The opening narration is spoken in an ominous deep voice: a storybook introduction to an environment as harsh as it is beautiful. A thousand years had passed since the titular crystal—the machine behind all life on this world—was cracked. In the wake of such destruction the Skeksis and Mystics were born. The former took control of the castle as the latter went into self-exile to live their lives in quiet contemplation rather than power-hungry greed. Between them were two other races: the Pod People and the Gelflings. The Skeksis enslaved the first and wiped out the second to the brink of extinction thanks to a prophecy foretelling how a Gelfling would be their ruin. Somehow Jen (Stephen Garlick’s voice and Henson’s puppetry) survived.
Henson had been working on the tale’s blueprints for almost a decade, crafting a short story that screenwriter David Odell would later adapt into the film we know today. Jim and long-time collaborator Frank Oz took on the job of co-directors and with the help of Froud’s design and Jane Roberts’ New Age movement writings—known as the “Seth Material”—The Dark Crystal was born atop a land of rock inhabited by mysterious creatures. Almost everything onscreen is “alive” and frightful. Some rocks transform into monsters eating what has landed upon them and land-locked anemones flutter in the wind before scurrying for cover once Jen or his eventual companion Kira (Lisa Maxwell‘s voice and Kathyrn Mullen‘s puppetry) come near. It’s the Gelfling’s task to save them all.
When their three suns converge the Skeksis will become immortal to rule with an iron fist for eternity unless the Dark Crystal is made whole again. What’s great is that Jen hasn’t been groomed to fill the role of savior. The Mystics who raised him did so to keep him alive without tell of prophecies or crystal shards or even what happened to his species. Only when his father figure lays dying does he learn of his destiny and even then he has no clue where to begin. Luckily the wise seer known as Aughra (Billie Whitelaw‘s voice and Oz’s puppetry) has an esoteric sense of what’s coming. But when the Skeksis unleash their evil beetle-like foot soldiers known as the Garthim, Jen must rely on himself.

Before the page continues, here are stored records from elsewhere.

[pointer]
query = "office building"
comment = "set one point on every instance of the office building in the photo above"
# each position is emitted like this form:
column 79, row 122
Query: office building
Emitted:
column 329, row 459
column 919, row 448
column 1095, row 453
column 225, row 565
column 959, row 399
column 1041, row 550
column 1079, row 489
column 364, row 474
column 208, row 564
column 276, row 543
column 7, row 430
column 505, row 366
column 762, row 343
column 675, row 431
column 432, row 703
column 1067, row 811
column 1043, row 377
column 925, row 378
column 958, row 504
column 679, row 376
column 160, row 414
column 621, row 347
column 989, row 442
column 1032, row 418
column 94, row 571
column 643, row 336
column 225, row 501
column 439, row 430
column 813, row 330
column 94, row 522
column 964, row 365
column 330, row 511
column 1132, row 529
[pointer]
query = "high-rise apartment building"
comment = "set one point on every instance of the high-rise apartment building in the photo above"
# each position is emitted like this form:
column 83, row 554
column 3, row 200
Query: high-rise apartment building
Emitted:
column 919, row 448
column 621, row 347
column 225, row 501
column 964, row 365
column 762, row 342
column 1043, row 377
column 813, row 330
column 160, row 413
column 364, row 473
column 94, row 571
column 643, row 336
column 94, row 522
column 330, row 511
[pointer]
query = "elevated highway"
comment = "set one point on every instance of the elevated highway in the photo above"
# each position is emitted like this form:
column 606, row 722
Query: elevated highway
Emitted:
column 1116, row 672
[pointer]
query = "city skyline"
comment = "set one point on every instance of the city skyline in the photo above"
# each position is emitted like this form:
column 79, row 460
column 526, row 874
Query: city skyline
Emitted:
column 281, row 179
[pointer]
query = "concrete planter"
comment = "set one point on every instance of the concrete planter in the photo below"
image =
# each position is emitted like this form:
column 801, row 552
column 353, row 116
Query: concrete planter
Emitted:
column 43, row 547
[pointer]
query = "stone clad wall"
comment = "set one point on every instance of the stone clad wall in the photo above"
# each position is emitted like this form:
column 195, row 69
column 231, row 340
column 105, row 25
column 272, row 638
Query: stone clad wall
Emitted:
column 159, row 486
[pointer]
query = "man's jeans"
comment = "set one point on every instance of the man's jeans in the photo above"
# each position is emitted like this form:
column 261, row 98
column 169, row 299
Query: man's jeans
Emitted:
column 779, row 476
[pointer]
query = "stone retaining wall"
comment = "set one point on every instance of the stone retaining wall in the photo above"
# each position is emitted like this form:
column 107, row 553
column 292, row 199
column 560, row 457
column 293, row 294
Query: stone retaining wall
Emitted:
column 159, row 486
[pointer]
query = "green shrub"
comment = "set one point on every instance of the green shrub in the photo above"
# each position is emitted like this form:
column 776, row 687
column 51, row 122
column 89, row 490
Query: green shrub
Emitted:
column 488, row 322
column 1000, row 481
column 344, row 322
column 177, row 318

This is a wonderful revelation because Henson never forces a warrior upon us to stare at in awe. Jen is like us: innocent, afraid, and unsure of the future. But he has enough courage and pride to realize what will happen if he doesn’t do what the Mystics ask. He doesn’t question why it must be him because he knows there is no one else. So Jen stumbles and falls quite often. He risks being trapped under the spell of a Skeksis outcast known as the whimpering Chamberlain (Barry Dennen‘s voice and Oz’s puppetry) and must escape the Garthim more than once with the help of unknown creatures and a “flight or flight” mentality. What I love most about Jen is that he knows when he’s out-gunned.
We laugh at his countless moments of retreat while those who harbored him are killed or enslaved, but only until he reflects on the fact that it is his fault so much pain has been brought to others. It’s not really since the Skeksis are responsible for their own heinous actions and he didn’t ask to be born a Gelfling, but that guilt is a strong motivator to end the cycle of pain and suffering once and for all. Thankfully there are also stakes involved so that Jen can’t simply come to this realization and trudge forward. His companions—especially the whining, needy piranha dog fuzz ball called Fizzgig (Percy Edwards’ voice and Dave Goelz‘s puppetry)—sometimes leave him vulnerable and often put themselves in harm’s way too.
There’s no better kick in the pants than seeing loved ones die, though, and Henson knows it. He isn’t afraid to do what’s necessary for the story whether his young audience closes its eyes in fear or not. This is the point: a harkening back to Brothers Grimm fairy tales wherein evil exists as more than harmless adversary to be defeated. Evil delivers on its promise and destroys lives so an unlikely hero can rise from the ashes and say, “No more!” The Skeksis must be stopped and Jen will need a lot of luck to do so, but as long as he pushes forward there’ll always be a chance for success. That chance is enough to fuel revolutions and prove anything is possible if we only try.